Monday, September 14, 2009

Fall is here, report from NJ

Farmstand in Raymertown, NY
(photo from Raymertown, New York State, by LS, more photos here)

I love the farm stands you find here in the USA. We had nothing like this in Sweden that I can remember. Small growers selling their vegetables along the road, and sometimes just with a box where you put the money and take what you want. Gorgeous sweet tomatoes, heavy butternut squashes, great potatoes and fuzzy peaches - all local and family-produced. Long live farming!

I just read that 9 more million Americans have put in a vegetable garden in the last two years, and the seed companies are selling more seed than ever. People are coming 'back to garden', and it is wonderful. Our garden has suffered this summer, but we got som great beets, tomatoes, peppers, and basil. As usual we are under attack from weeds and animals that want to eat everything, and the worst weed this year is the morning glories that want to take over. Our concord grape is out of control too - that needs to be moved outside of the garden and up on a pergola or something so the deers can't eat it. They reach everything up to 4 feet (1.2 m).

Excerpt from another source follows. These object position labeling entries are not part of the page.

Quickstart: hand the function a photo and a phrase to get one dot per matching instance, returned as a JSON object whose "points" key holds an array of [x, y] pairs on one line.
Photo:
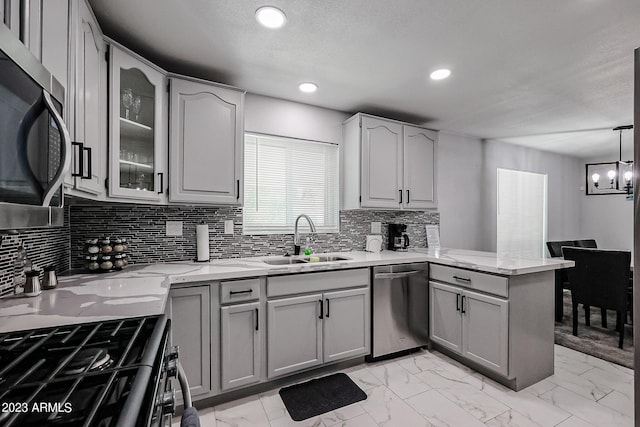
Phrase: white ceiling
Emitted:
{"points": [[555, 75]]}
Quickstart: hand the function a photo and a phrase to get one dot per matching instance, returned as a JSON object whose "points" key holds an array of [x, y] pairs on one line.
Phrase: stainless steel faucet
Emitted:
{"points": [[296, 237]]}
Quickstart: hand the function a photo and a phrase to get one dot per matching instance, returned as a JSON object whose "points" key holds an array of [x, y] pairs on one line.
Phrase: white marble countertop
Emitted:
{"points": [[142, 290]]}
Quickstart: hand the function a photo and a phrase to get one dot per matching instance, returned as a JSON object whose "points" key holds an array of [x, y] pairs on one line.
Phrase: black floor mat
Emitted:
{"points": [[321, 395]]}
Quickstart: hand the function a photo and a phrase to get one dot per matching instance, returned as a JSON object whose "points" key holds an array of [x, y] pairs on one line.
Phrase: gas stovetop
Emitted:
{"points": [[91, 374]]}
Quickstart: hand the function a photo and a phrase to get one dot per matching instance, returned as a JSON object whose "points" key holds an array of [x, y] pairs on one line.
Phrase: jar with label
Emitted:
{"points": [[19, 276]]}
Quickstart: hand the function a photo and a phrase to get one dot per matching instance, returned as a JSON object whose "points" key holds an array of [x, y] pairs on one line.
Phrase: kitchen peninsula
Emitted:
{"points": [[467, 290]]}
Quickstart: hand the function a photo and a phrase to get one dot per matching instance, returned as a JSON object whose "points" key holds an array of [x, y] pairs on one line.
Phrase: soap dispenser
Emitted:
{"points": [[307, 249]]}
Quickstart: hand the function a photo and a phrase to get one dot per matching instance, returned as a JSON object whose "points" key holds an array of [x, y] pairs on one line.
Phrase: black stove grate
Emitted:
{"points": [[61, 375]]}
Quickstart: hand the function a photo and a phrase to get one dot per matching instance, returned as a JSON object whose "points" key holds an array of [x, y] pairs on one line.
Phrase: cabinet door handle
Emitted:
{"points": [[89, 171], [80, 146], [161, 175]]}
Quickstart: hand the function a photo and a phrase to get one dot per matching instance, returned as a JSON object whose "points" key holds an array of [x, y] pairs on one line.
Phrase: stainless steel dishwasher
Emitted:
{"points": [[400, 309]]}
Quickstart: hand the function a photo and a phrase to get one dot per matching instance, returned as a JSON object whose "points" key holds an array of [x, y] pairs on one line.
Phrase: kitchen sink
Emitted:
{"points": [[284, 261], [329, 258], [305, 260]]}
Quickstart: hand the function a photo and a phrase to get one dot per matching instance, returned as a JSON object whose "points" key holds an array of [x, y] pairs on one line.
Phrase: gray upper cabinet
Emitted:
{"points": [[381, 163], [90, 102], [138, 128], [419, 181], [397, 164], [240, 345], [205, 143], [346, 324], [55, 45], [189, 309], [11, 16], [295, 334]]}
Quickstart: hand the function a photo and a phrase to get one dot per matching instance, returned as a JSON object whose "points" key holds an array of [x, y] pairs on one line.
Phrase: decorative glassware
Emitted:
{"points": [[137, 106], [127, 101]]}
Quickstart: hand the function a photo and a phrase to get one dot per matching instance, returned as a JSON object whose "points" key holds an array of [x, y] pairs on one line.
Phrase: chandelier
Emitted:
{"points": [[614, 171]]}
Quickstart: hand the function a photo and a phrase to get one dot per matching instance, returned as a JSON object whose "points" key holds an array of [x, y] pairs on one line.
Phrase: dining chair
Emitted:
{"points": [[585, 243], [600, 278]]}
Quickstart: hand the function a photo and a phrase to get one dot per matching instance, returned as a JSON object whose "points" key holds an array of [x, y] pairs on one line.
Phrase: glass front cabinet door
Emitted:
{"points": [[138, 102]]}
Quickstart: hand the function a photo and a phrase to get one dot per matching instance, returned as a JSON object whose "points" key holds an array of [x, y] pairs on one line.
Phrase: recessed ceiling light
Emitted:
{"points": [[308, 87], [271, 17], [440, 74]]}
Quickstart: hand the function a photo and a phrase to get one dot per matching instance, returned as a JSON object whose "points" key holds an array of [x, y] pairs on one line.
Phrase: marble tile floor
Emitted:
{"points": [[430, 389]]}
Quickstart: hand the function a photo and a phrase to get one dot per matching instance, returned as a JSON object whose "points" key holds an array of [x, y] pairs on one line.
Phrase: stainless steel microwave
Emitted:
{"points": [[35, 148]]}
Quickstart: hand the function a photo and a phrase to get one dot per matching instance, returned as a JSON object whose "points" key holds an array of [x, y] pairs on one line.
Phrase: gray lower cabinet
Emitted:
{"points": [[485, 334], [487, 321], [310, 330], [295, 334], [240, 344], [189, 309], [445, 321], [346, 324], [471, 324]]}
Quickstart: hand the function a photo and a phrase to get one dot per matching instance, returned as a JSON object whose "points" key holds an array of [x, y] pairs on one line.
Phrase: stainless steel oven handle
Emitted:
{"points": [[184, 386], [397, 275], [66, 150]]}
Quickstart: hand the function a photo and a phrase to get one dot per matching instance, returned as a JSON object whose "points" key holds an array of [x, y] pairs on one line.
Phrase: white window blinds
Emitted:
{"points": [[285, 177]]}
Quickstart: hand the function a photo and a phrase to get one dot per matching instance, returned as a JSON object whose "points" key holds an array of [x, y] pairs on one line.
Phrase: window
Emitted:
{"points": [[284, 177], [522, 213]]}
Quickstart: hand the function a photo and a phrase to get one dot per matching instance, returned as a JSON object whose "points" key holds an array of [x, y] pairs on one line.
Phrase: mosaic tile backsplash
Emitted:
{"points": [[45, 246], [144, 227]]}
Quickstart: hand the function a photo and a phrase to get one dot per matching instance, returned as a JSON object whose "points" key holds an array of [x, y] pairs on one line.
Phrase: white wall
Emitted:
{"points": [[606, 218], [467, 172], [275, 116], [467, 182]]}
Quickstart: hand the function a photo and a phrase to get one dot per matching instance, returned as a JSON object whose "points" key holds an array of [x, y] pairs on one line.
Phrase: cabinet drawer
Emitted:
{"points": [[483, 282], [316, 282], [239, 290]]}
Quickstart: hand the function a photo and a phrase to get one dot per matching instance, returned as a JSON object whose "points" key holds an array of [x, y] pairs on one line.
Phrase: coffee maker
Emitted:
{"points": [[398, 238]]}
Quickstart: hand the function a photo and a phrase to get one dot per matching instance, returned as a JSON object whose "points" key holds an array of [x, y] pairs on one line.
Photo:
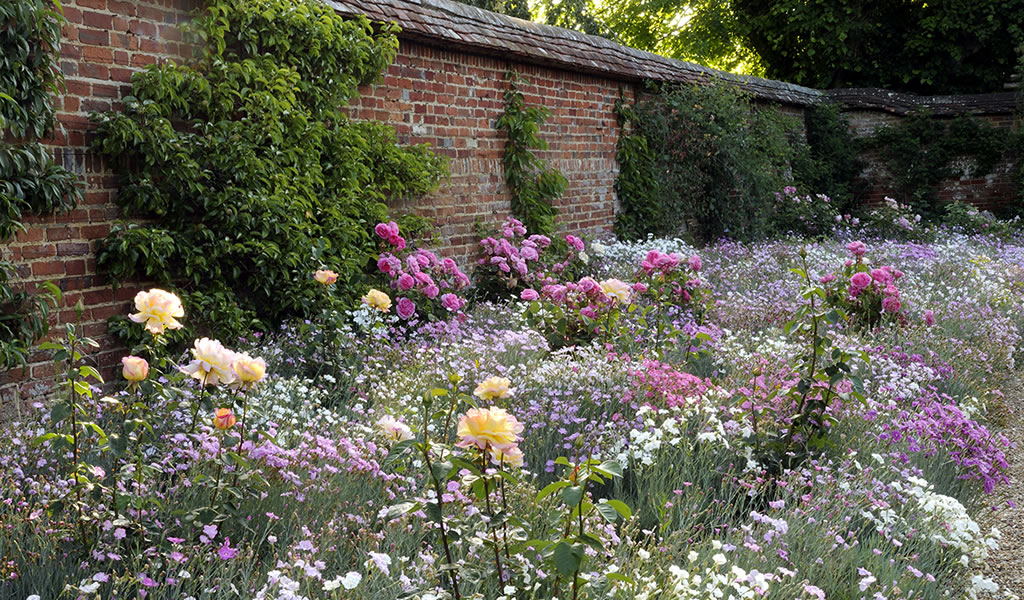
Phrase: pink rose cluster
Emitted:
{"points": [[668, 274], [389, 232], [518, 258], [420, 271], [883, 282], [585, 296]]}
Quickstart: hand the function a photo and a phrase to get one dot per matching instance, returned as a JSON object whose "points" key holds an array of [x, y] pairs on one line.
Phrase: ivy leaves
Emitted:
{"points": [[532, 184], [247, 174]]}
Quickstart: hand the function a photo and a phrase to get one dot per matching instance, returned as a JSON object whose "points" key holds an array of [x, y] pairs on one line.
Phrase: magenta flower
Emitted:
{"points": [[406, 308], [225, 552]]}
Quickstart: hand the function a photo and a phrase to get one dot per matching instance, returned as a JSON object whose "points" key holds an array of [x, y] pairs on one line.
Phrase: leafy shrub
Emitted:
{"points": [[244, 170], [30, 182], [702, 153], [830, 161]]}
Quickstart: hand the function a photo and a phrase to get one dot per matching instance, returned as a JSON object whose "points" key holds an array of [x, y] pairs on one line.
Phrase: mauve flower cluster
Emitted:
{"points": [[420, 272]]}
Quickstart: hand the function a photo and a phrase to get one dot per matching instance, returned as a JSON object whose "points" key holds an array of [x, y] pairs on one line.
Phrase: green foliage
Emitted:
{"points": [[532, 184], [829, 162], [702, 154], [517, 8], [30, 182], [246, 173], [919, 154], [938, 47]]}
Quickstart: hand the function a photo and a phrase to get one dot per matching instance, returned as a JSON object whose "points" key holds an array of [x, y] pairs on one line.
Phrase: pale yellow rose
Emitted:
{"points": [[223, 419], [510, 457], [378, 300], [134, 368], [488, 428], [326, 276], [616, 291], [393, 428], [248, 371], [159, 309], [211, 362], [493, 387]]}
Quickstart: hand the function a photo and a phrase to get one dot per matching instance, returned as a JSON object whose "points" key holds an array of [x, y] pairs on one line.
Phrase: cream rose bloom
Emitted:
{"points": [[488, 428], [494, 387], [393, 428], [378, 300], [616, 291], [510, 457], [159, 309], [134, 368], [248, 371], [211, 363]]}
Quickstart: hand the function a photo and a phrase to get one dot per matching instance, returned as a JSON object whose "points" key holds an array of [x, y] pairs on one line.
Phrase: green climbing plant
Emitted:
{"points": [[243, 174], [30, 182], [532, 184]]}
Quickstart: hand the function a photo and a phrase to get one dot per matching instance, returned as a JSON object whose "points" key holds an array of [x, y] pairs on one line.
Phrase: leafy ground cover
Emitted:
{"points": [[787, 419]]}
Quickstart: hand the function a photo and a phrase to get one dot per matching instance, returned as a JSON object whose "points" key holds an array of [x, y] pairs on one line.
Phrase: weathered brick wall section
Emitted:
{"points": [[453, 100], [444, 89], [103, 42], [869, 110]]}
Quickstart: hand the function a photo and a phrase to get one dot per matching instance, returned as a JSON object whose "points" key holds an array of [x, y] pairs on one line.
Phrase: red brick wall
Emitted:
{"points": [[103, 42], [986, 191], [453, 100]]}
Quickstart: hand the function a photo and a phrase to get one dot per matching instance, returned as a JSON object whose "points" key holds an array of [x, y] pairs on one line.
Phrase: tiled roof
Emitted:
{"points": [[457, 26]]}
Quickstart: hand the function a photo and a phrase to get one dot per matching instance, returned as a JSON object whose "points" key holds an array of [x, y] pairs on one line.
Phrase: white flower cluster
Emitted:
{"points": [[714, 581]]}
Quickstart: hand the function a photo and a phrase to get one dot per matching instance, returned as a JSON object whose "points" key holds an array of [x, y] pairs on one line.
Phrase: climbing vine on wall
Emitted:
{"points": [[919, 153], [246, 172], [532, 184], [30, 182]]}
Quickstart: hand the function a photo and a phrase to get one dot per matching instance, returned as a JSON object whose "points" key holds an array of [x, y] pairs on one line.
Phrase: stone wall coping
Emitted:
{"points": [[452, 25], [902, 103], [460, 27]]}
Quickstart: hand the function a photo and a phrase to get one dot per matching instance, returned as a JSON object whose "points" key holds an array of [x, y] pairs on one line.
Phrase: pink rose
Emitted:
{"points": [[859, 281], [452, 302], [891, 304], [406, 282], [406, 308]]}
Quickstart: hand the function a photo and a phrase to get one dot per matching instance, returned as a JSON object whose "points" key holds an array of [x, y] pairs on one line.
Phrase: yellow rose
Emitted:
{"points": [[134, 369], [493, 387], [211, 362], [616, 291], [326, 276], [223, 419], [378, 300], [510, 457], [158, 309], [488, 428], [248, 371]]}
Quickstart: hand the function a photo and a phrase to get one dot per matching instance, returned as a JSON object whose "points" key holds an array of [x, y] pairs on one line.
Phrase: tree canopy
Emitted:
{"points": [[945, 46]]}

Yesterday our heroic work was to move a new large deck door (2 glass doors in a frame), up on the deck for further installation. It took all 4 of us and was incredibly hard work since it was so large and heavy, but we did it! And the big grass mover broke when LA was using it (not his fault), so he had to use the push mower instead and got a big workout. I made tomato sauce from our tomatoes, and PP made bison chili for dinner tonight - I bet it will be heavenly.

I like fall because the air is clearer, the pressing humidity is gone, and the garden is still abundant and wonderful with sunflowers and pink dragonmouth flowering. The hummingbirds are here but flying south, and for some reason the crows go crazy every morning. It will still be green in the forests for another month, but you can see some plants turning reddish already, mainly the dogwoods and poison ivy. We probably had the rainiest and coldest summer since I moved here, but I don't mind much.

AREA is raising two monarch butterflies on the porch and they will hatch very soon so she can let them go and we hope they make it to Central America. Their pupas are amazing, bright green with gold dots on them. It looks like real gold. Insects are the gem stones of the animal world.

3 comments:

PP said...

Farmstands....doesn't every country have them? I have grown up with farmstands. One of my fondest memories is going to the nearby stand with my dad to get sweetcorn on a summer evening. We would drive the couple miles there and pick out the corn, my dad always picked the corn, then we would get back home and I would shuck it. I always drive out of the way to go to farmstands, esp. a favorite one. Some have a variety of things for sale and some one a few or even just one. One of my favorites in Ohio where I grew up had only apples and cider. We would stop and buy a few kinds of apples and or course cider, usually 2 1/2 gallons. One would be kept in our frig and one my dad would leave out of the porch to ferment.

There are busy farmstands that operate almost like a business, big parking lots, lots of different stuff for sale, and real cash registers or even ones that take "plastic". Then there are the small family ones on lonely country roads where the kids struggle to make change. There might be just enough room to just pull off the road and they maybe have only one or two things for sale, but nearly always sweetcorn, no stand worth it's salt does not have sweetcorn! Finally there are the "honor" stands, just a selection of fruits and vegetables and a box to put your money. Sadly the one we recently stopped at had the box locked, so you can not make change. They did, however price everything in even numbers so you could pay in whole bills, no coins. I love farmstands!

LS said...

I don't think Sweden have farmstands, at least not recently. I remember coming to NJ for the first time and loving them. When I grew up in Sweden there was a market every Saturday on the town square where you could buy produce, berries, and such, but we never went there. Some large farms had farm stores where they sold eggs and such, but nothing like America's farmstands along the road. It is very strange, why no farmstands in Sweden? I have seen them in Uzbekistan, France, Switzerland, Turkey, Tanzania...

I love to hear your stories from Ohio, PP! Did you get to taste the fermented cider?

I am very happy the honor system works here, and we have it right here were we live. I am not sure it would work in Sweden, I have a feeling the money box would be gone sooner there than here.

Olle said...

We certainly have farmer's markets here in the UK. And in our village the vegetable shop sells vegetables and potatoes from his own fields, besides cheap flowers.

In Sweden you see them only on certain days when they sell on the squares in many places (some of it is home-grown, others is just small-scale shops which buy from big wholesale markets. And in season you can pick strawberries and similar from the fields at low cost.